Distribution of Oft-Used Bash Commands

Browsing commandlinefu.com today, I came across this little one-liner to display which commands I use most often.

$ history | awk '{a[$2]++}END{for(i in a){print a[i] " " i}}' \
| sort -rn | head

Here’s what I got:

283 ls
236 cd
52 cat
40 vim
36 sudo
27 ssh
27 rm
23 git
21 screen
21 R

Yep, seems legit. I navigate and look at files a whole bunch (ls, cd, cat), and I do a butt tonne of editing (vim). I sudo like a boss, hop onto various servers (ssh), clean up after myself (rm), commit commit commit (git), tuck away interactive sessions for later (screen), and of course, do mad stats (R).

Now, my bash.rc set up is set to save the 1000 most recent commands. Given that it is Friday afternoon and I’m avoiding real work while waiting for the softball game to start, I thought I’d have a look at my whole usage distribution.
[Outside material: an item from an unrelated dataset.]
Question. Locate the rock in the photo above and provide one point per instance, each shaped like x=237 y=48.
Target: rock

So, lets just collect it up into a file comme ca:

$history | awk '{a[$2]++}END{for(i in a){print a[i] " " i}}' \
| sort -rn > cmd_hist.txt

Then crack open an R session and have a look:

Image

Cool. Looks like my command usage pattern is roughly power-law distributed! Now, to . publish . my findings . in . Nature!

The R bits:

cmd<-read.table('cmd_hist.txt')
par(cex=1.2)
plot(log(1:length(cmd[,1])),log(cmd[,1]),
pch=20,
xlab='log(Rank)',
ylab='log(frequency)')
fit<-lm(log(cmd[,1])~log(1:length(cmd[,1])))
abline(fit,lty=2)